Well, there’s enough in those few lines to keep us going on field trips for some time to come! We did find, on the western slopes, a beautiful hidden valley holding the ruins of a one roomed cottage. I have convinced myself that this must have been the dwelling place of the blockhead Thady Mahony, who may once have been the keeper of all the secrets of the mountain. But we have yet to find the jewel of the lake with its trout and its miraculous floating islands, notwithstanding the Archangel’s footprint…

View from the summit

View from the summit

One other possibility for the name is a corruption of the Old Irish Gobhann – which means smith, as in a metal smith. Remember Saint Gobnaitt? She was the patron saint of ironworkers (blacksmiths) and her name is supposed to be rooted in Gobhann. There is also a Goibhniu in Irish mythology: he was the smith of the Tuatha De Danaan and forged their weapons for battle with the Formorians. So – Gobhann, Goibhniu, Gabriel…? Too much of a leap of faith? But it is known that Mount Gabriel was the site of extensive copper mining a few thousand years ago – remains of pits, shafts and spoil heaps can be seen:  so perhaps there just could be something more ancient inherent in the name.

golf ball

There is mythology attached to the Mountain: the Fastnet Rock was torn from the slopes and thrown into the sea by a giant; once we were searching for a piece of Rock Art within sight of the mountain and the landowner assured us that the carved stone had been thrown there by Finn MacCool (we didn’t find it).

giant stamp

The story about Mount Gabriel that most captures my imagination is the suggestion that the last Wolves in Ireland inhabited the rocky landscape there back in the eighteenth century (although it’s true that several other places make the same claim).
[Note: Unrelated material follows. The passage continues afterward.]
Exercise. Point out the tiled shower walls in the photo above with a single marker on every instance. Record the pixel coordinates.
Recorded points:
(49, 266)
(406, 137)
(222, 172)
Until that time Wolves were commonly seen in the wilder parts of the land and feature in local stories and folklore. Interestingly they were often portrayed in a positive way and were sometimes companions of the saints. There are very few records of Wolves having maimed or killed humans, yet in 1653 the Cromwellian government placed a bounty on them – 5 pounds for a male Wolf, and 6 pounds for a female: worthwhile prize money in those days. This encouraged professional hunters and, coupled with the dwindling forest habitats, the fate of the animal was sealed.

grey wolf

Mount Gabriel today is relatively benign, although it still has its remoter parts. The Irish Aviation Authority has kindly provided a road up to the summit, where sit the distinctive ‘golf ball’ radar domes and aerials of an Air Traffic Control installation. From these heights we can see Rossbrin Cove, Ballydehob, Schull and all the islands of Roaringwater Bay set out in a magnificent panorama – on a clear day.

iaa

Aerials and view to the north

Aerials and view to the north

Modern events have affected the mountain: a German plane crashed here in 1942, and in 1982 the Irish National Liberation Army bombed the radar station, believing that it was providing assistance to the North Atlantic Treaty Organisation, allegedly in violation of Irish neutrality.

IMG_3573

For us the mountain is a landmark and, like most of our view, its profile changes with the weather on a daily – perhaps hourly basis. As a repository of archaeology, human history, lore and nature Gabriel provides a rich resource.